A detail in one step in a theorem from a paper of Brezis and Merle In paper [1] Brezis and Merle prove theorem 3 by using the following fact. Let $w_n=u_n-v_n$, $\Delta w_n=0$ on $\Omega$ (a bounded domain in $\mathbb{R^2}$) and $w_n^+$ is bounded in $L^{\infty}_\mathrm{loc}(\Omega)$. Then by Harnack's principle either

*

*a subsequence $w_{n_k}$ is bounded in $L_\mathrm{loc}^{\infty}(\Omega)$


*$w_n$ converges uniformly to $-\infty$ on compact subsets of $\Omega$.
Here $v_n$ is a solution of the boundary value problem
$$
\begin{cases}
-\Delta v_n=V_n e^{u_n} &\text{in }\Omega\\ 
\quad\: v_n=0 &\text{on }\partial\Omega
\end{cases}$$
while $u_n$ solves $-\Delta u_n= V_n e^{u_n}$.
Since there is no boundary condition on $u_n$, I cannot say anything about the increasing or decreasing of the sequence $w_n$, while this would be required for the application of Harnack's principle as stated in most of the references I'aware of.

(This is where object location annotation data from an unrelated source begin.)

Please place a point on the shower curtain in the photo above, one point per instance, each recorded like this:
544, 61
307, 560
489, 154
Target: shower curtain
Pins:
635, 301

Any help would be appreciated: in particular I hope to get a hint regarding the use of the customary Harnack's principle in this case in order to prove the above claim.
Reference
[1] Haïm Brezis, Frank Merle, "Uniform estimates and blow up behavior of $-\Delta u=Ve^u$ in two dimensions", Communications in Partial Differential Equations 16, No. 8-9, 1223-1253 (1991), MR1132783, Zbl 0746.35006.
 A: This follows from the mean value theorem. Assume that (up to a subsequence) $w_n(x_n) \geq -B$ with $(x_n) \in K$ (a compact subset of $\Omega$). If $x_n \to x_0 \in K$ and $B(x_n,r) \in \Omega$ for every $n$, then $\int_{B(x_n,r)} w_n \geq -B$ and then $$\int_{B(x_n,r)} w_n^- \leq B+Ar^N, \quad \int_{B(x_n,r)} |w_n| \leq B+2Ar^N$$  (here $w_n^+ \leq A$) and $\int_{B(x_0,\frac r2)} |w_n| \leq B+2Ar^N$ . The mean value property again yields $|w_n(x)| \leq 4^N (Br^{-N}+2A)$ if $x \in B(x_0, r/4)$.
Let $G$ be a connected compact set contained in $\Omega$ and containing $x_0$ and $E$  the points $x \in G$ having a neighborhood where $(w_n)$ is bounded. Then $x_0 \in E$ and $E$ is open in $G$. Let $(x_k) \subset E$ converge to $z \in G$. Then $|w_n(x_k)| \leq B_k$ and, as above, $|w_n|$ is uniformly bounded in a neighborhood of $x_k$ which depends only on the distance of $x_k$ from $\partial \Omega$. If $k$ is sufficiently large, this neighborhood contains $z$, hence $E$ is closed in $G$ and $E=G$. Now, it suffices to cover $G$ with a finite number open sets where $(w_n)$ is bounded.